Il ruolo cruciale del sacerdote
In Ucraina, i sacerdoti godono di grande autorevolezza e sono visti come i primi psicologi. «Se venite in una parrocchia e chiedete a una famiglia che ha perso un figlio o un marito: “Con chi vorreste parlare? Da chi volete ricevere consolazione?”, probabilmente risponderebbero: “Dal nostro sacerdote”» afferma don Roman. I funerali dei soldati sono un’esperienza molto difficile anche per i sacerdoti stessi. Don Roman, come decano, presiede tutti i funerali nel suo decanato. Finora ce ne sono stati oltre una trentina.
«Quando ti trovi davanti a un corpo senza vita di un ragazzo – osserva don Roman – pensi che forse tu avresti dovuto essere lì, ti rendi conto che se quell’uomo non avesse combattuto, chissà se tu saresti ancora qui, a vivere e a camminare su questa terra. E questo sentimento è molto doloroso e con tutto ciò bisogna anche confortare gli altri, consolarli, non solo affrontare i propri sentimenti». Senza l’Eucarestia quotidiana e senza la preghiera, sarebbe impossibile per lui affrontare queste situazioni. Un altro elemento essenziale è l’aiuto reciproco tra i sacerdoti, che si sostengono a vicenda in questi momenti difficili.
La collegialità tra i sacerdoti
La collegialità e l’ecclesialità sono fondamentali in questi casi. Un sacerdote ha bisogno di sentire il sostegno concreto degli altri sacerdoti e della Chiesa. «Quando c’è un funerale di un nostro militare, il sacerdote della parrocchia scrive nel nostro gruppo social e chiede ai sacerdoti del decanato: “Cari confratelli, venite, per favore, a sostenere me e la famiglia del soldato caduto”. Perché se il sacerdote fosse lasciato solo a un funerale del genere, sarebbe molto difficile per lui». Questo sostegno reciproco è cruciale, soprattutto quando il defunto è una persona conosciuta e cara al sacerdote stesso.
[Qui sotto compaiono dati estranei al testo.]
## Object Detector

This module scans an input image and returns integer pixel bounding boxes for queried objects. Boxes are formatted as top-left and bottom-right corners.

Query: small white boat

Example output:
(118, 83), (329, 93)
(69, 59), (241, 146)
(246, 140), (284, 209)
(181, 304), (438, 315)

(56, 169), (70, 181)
Don Roman racconta un’esperienza personale: «Quando ho presieduto funerali di soldati nei villaggi vicini, non li conoscevo personalmente, ma qui nella mia parrocchia quando hanno portato dal fronte il mio vicino… lo conoscevo da tanti anni, lo vedevo sempre. E in quel momento ti arriva una grande tristezza, durante la predica la voce cambia, in certi momenti ti viene da piangere perché vedi una persona familiare in quella bara».
La Pasqua come speranza
In questo contesto, la celebrazione della Pasqua diventa il centro della vita. «Per noi la Pasqua non è solo una tradizione o una festa. Per noi la Pasqua è tutto. Qui noi – sottolinea don Roman – non abbiamo bisogno di spiegare alla nostra gente cosa sia la Pasqua. Per loro è l’apice di tutto, è sacro. Anche se uno non va in chiesa durante tutto l’anno, andare a venerare Plashchanytsia o far benedire paska è sacro. Prima della Pasqua tanta gente va anche a confessarsi. Quindi questo evento della Pasqua e della Risurrezione è un evento molto serio per il nostro popolo. Penso che questo ci stia salvando, sia psicologicamente, ma anche realmente, da ogni sorta di guaio. Perché dove c’è Cristo risorto, la morte fugge. E penso che la morte non abbia accesso a noi e non abbia potere finché viviamo davvero la Pasqua».